In our long history we have seen many great sacrifices by our nation. We mark the passing of those events with special days - Memorial Day to remember those who fought and died for our freedom in past wars; Veteran's Day to honors all veterans - living and deceased - who have served their country; Independence Day to celebrate the hard-fought birth of our nation and a new-found freedom and liberty.
Now, among these most significant days in the history of our nation is Patriot Day, observed on September 11th, a day we must also never forget, for that day the world changed forever.
Shortly afterwards, the United States launched a war on terror, and the defense of our homeland became a top priority for our nation's security. Regardless of the outcome of the war in Iraq and Afghanistan, even if we were to pull troops out now in victory, we can never go back to a world we had on September 10, 2001. We will always need to remain vigilant against an enemy attack and continue to defend democracy and freedom around the world in order to preserve our freedom and ensure basic human rights as we in America have enjoyed for over 230 years.
As long as we are a strong nation, we will maintain a democracy that allows for the freedoms established in our Constitution, but as long as we have these freedoms that noble American patriots have fought for, we will have enemies that want us to fall; that will attack us in any way they can - like they did on September 11, 2001.

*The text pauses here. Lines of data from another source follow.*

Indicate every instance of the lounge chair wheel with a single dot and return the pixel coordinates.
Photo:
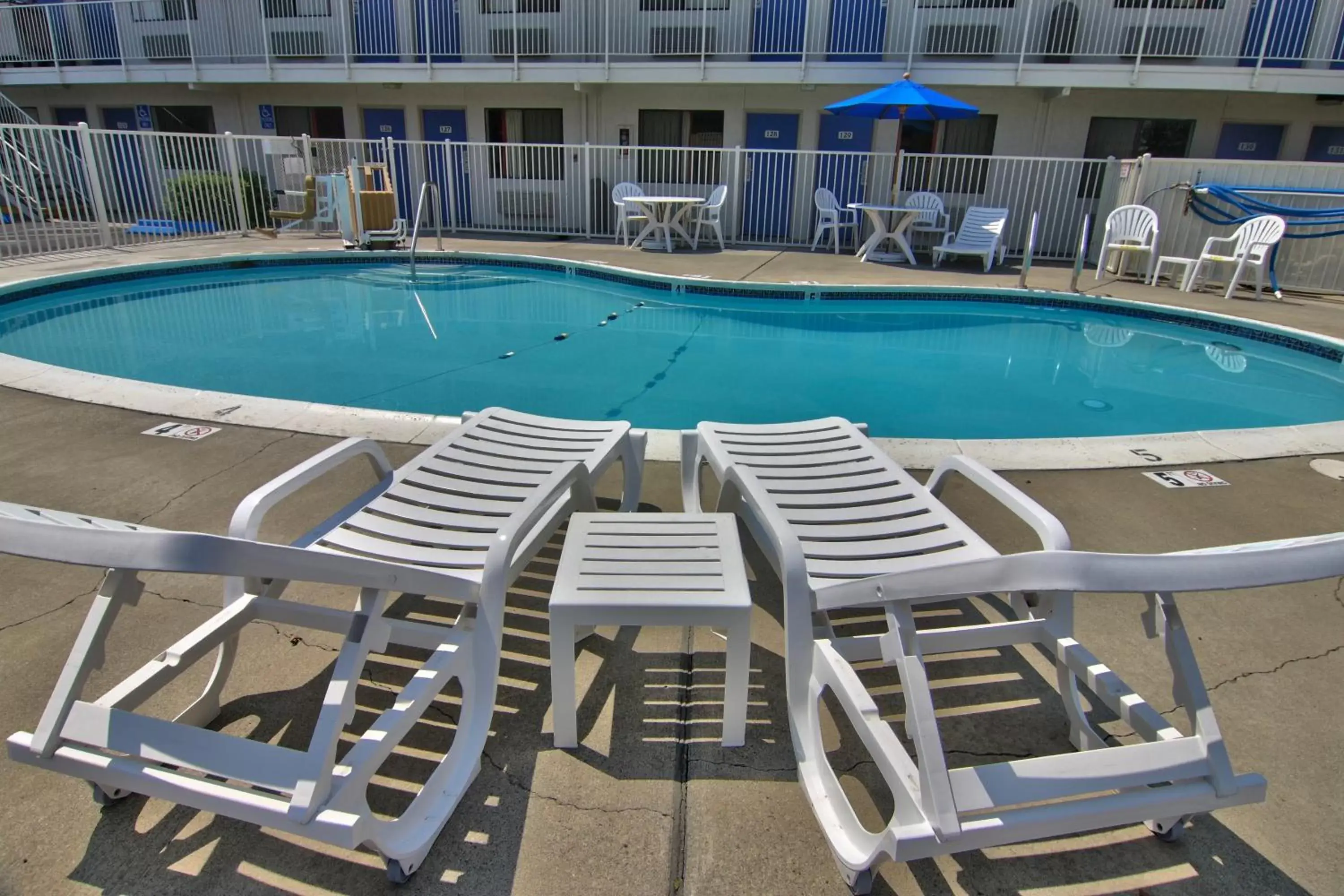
(1168, 832)
(108, 797)
(396, 874)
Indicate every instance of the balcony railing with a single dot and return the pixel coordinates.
(435, 34)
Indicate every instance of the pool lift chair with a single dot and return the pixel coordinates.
(457, 523)
(844, 527)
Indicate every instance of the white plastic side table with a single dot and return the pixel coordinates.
(651, 570)
(1186, 265)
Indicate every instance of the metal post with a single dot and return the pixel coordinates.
(95, 181)
(52, 31)
(1022, 52)
(265, 38)
(234, 175)
(588, 190)
(1260, 61)
(347, 17)
(1082, 254)
(1143, 39)
(1031, 250)
(914, 22)
(451, 175)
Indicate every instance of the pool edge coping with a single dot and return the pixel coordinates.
(1170, 449)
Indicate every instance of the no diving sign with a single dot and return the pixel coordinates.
(189, 432)
(1186, 478)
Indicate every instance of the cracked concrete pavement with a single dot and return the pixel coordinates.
(650, 802)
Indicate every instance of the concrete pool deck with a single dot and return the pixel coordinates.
(757, 267)
(650, 802)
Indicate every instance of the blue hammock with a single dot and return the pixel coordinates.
(1238, 207)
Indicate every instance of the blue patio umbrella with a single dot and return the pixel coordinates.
(905, 101)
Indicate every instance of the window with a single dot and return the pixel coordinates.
(523, 6)
(185, 152)
(960, 138)
(315, 121)
(682, 6)
(163, 10)
(526, 127)
(676, 128)
(297, 9)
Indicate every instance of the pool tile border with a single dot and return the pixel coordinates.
(422, 429)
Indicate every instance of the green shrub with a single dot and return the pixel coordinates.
(210, 195)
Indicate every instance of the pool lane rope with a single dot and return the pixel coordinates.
(1240, 205)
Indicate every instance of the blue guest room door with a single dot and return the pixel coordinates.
(768, 197)
(844, 175)
(392, 123)
(451, 125)
(1254, 143)
(123, 155)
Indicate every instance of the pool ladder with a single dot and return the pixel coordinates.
(420, 209)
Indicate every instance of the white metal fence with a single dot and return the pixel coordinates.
(74, 189)
(1315, 264)
(432, 33)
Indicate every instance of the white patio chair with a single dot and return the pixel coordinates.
(846, 527)
(625, 214)
(1131, 230)
(1253, 246)
(710, 214)
(980, 234)
(935, 220)
(460, 521)
(831, 217)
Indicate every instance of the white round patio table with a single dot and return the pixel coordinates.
(664, 215)
(901, 221)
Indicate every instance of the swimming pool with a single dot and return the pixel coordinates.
(589, 343)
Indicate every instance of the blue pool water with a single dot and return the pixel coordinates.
(361, 335)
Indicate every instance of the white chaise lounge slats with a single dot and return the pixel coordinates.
(459, 521)
(835, 567)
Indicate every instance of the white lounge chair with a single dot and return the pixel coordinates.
(935, 220)
(980, 234)
(1253, 246)
(846, 527)
(460, 521)
(710, 214)
(625, 214)
(831, 217)
(1131, 230)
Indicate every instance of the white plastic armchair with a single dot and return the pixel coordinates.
(832, 217)
(1252, 246)
(935, 220)
(709, 214)
(624, 213)
(980, 234)
(1131, 230)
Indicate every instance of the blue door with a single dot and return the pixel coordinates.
(375, 31)
(858, 30)
(1287, 34)
(1327, 144)
(439, 31)
(121, 166)
(392, 123)
(100, 22)
(768, 198)
(1257, 143)
(842, 174)
(777, 30)
(448, 125)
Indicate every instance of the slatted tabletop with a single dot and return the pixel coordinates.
(651, 560)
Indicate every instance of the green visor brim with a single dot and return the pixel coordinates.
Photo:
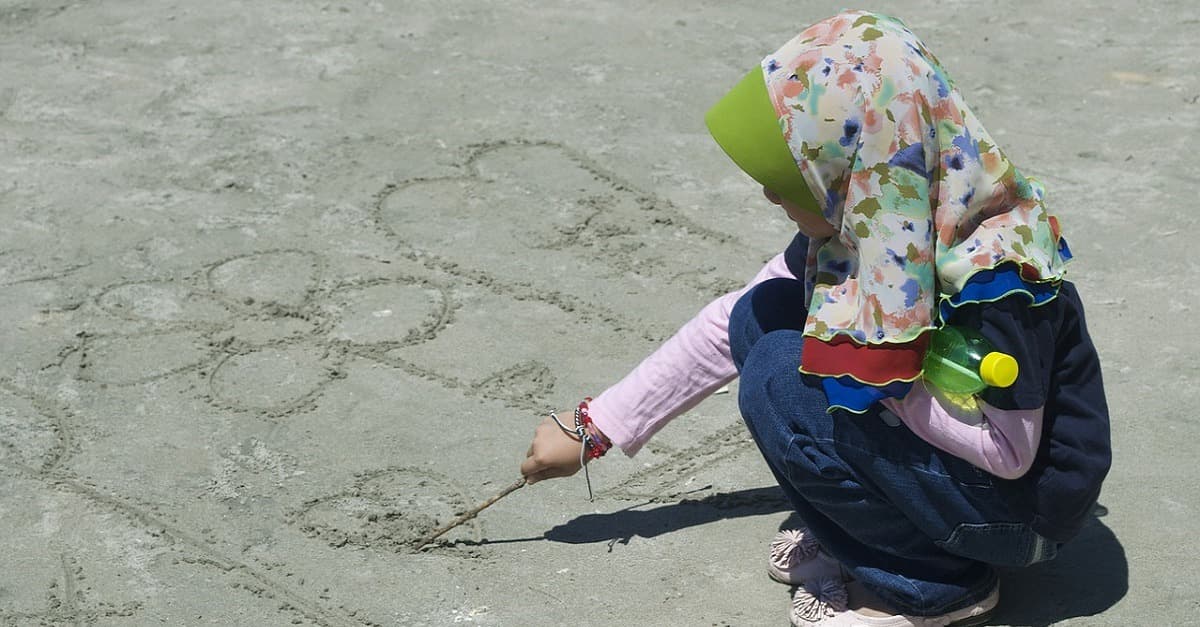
(745, 125)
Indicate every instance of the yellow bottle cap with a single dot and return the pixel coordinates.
(745, 125)
(999, 370)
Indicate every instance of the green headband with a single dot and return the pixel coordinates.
(745, 125)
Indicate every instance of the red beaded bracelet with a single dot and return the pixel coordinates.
(597, 442)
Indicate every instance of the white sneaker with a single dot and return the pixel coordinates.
(825, 603)
(796, 557)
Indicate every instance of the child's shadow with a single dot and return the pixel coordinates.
(1089, 575)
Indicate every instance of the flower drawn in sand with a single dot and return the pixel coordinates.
(388, 508)
(267, 330)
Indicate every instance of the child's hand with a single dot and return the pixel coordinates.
(552, 453)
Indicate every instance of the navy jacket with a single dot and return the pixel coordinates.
(1060, 371)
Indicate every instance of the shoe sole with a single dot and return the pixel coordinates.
(975, 621)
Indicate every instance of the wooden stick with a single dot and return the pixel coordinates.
(438, 532)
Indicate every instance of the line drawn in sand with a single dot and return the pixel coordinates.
(389, 508)
(69, 604)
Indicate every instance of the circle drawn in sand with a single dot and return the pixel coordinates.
(130, 359)
(161, 303)
(274, 380)
(395, 314)
(390, 509)
(281, 278)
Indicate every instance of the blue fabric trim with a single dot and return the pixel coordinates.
(987, 286)
(846, 393)
(1065, 250)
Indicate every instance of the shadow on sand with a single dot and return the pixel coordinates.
(1089, 575)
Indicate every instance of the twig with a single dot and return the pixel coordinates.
(472, 513)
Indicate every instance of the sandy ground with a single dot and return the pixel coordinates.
(286, 284)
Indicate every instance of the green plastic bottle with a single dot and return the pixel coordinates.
(960, 360)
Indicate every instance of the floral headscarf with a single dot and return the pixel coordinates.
(928, 208)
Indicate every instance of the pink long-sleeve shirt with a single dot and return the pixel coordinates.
(696, 362)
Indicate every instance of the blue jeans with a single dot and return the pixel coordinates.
(916, 525)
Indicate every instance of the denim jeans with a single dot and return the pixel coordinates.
(921, 527)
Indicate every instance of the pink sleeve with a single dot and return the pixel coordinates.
(1005, 445)
(689, 366)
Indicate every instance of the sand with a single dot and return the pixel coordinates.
(283, 286)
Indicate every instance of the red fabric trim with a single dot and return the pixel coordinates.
(874, 364)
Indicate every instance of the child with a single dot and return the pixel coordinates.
(910, 218)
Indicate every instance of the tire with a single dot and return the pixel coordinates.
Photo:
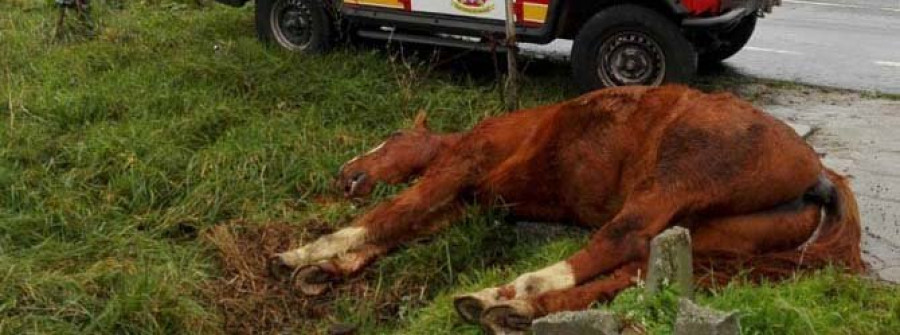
(631, 45)
(296, 25)
(730, 42)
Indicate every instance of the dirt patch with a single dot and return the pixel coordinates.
(251, 301)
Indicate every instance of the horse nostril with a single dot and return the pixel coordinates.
(358, 177)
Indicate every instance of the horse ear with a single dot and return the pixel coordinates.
(421, 121)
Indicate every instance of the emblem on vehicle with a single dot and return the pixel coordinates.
(474, 6)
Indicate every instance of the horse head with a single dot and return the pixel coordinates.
(400, 158)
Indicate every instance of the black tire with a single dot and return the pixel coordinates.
(631, 45)
(730, 42)
(296, 25)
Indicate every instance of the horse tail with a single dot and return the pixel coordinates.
(835, 241)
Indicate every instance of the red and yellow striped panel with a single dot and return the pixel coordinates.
(534, 11)
(397, 4)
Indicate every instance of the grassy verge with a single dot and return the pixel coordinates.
(121, 153)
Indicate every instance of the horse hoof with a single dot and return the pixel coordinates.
(313, 280)
(469, 308)
(511, 317)
(278, 269)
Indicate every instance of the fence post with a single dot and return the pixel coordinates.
(511, 87)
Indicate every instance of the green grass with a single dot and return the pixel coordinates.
(118, 152)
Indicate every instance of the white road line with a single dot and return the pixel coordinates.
(783, 52)
(886, 63)
(841, 5)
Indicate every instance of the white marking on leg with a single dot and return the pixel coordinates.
(326, 247)
(555, 277)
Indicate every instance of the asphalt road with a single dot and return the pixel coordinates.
(840, 43)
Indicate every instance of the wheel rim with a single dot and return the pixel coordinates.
(291, 22)
(630, 58)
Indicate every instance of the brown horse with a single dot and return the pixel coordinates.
(628, 161)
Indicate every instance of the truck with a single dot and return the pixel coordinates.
(614, 42)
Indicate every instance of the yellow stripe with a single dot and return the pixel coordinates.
(379, 3)
(534, 12)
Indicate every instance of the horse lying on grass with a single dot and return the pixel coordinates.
(630, 162)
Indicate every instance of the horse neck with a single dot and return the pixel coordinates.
(446, 141)
(438, 144)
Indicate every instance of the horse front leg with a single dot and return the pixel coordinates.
(423, 208)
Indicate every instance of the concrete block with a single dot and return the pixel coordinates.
(587, 322)
(698, 320)
(671, 262)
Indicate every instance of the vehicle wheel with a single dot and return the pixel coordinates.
(730, 42)
(296, 25)
(631, 45)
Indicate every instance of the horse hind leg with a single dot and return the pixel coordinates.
(780, 228)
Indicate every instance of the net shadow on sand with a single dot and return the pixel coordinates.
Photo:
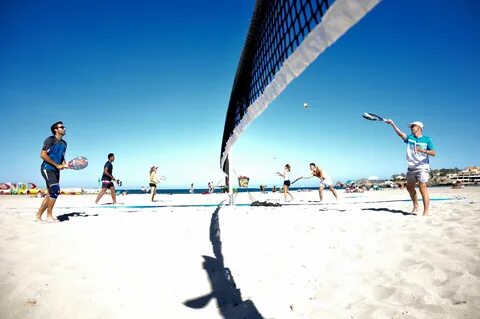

Truth is, September 11th was not the beginning of a campaign of terror against our nation. Enemies of the United States declared war against us long ago. Since 1979, these enemies have killed almost 4,000 Americans in steadily worsening attacks that now include attacks against the homeland.
We, as a nation, cannot turn our backs to this ever-growing threat. If we fail to confront and fight our enemies, it is the first day we begin to lose our freedom. We can bring our troops home and 'end the war', however, in the minds of our enemies, the war will not be over until they have defeated democracy, regardless of where that war is being waged - Afghanistan, Iraq, Iran, or right here where we live. I personally would rather fight them in their backyards than on the streets of our nation.
I hope none of us will ever forget how different September 12, 2001 was from September 10, 2001. We need to remember how life was before 9-11 - but we can never forget nor let our guard down to allow anyone to repeat such an attack on our United States.
We need to remember; it allows us to honor our loss and remember the heroes, - but as important, it also reminds us how fragile security can be and how we must stand strong, because freedom is worth the price.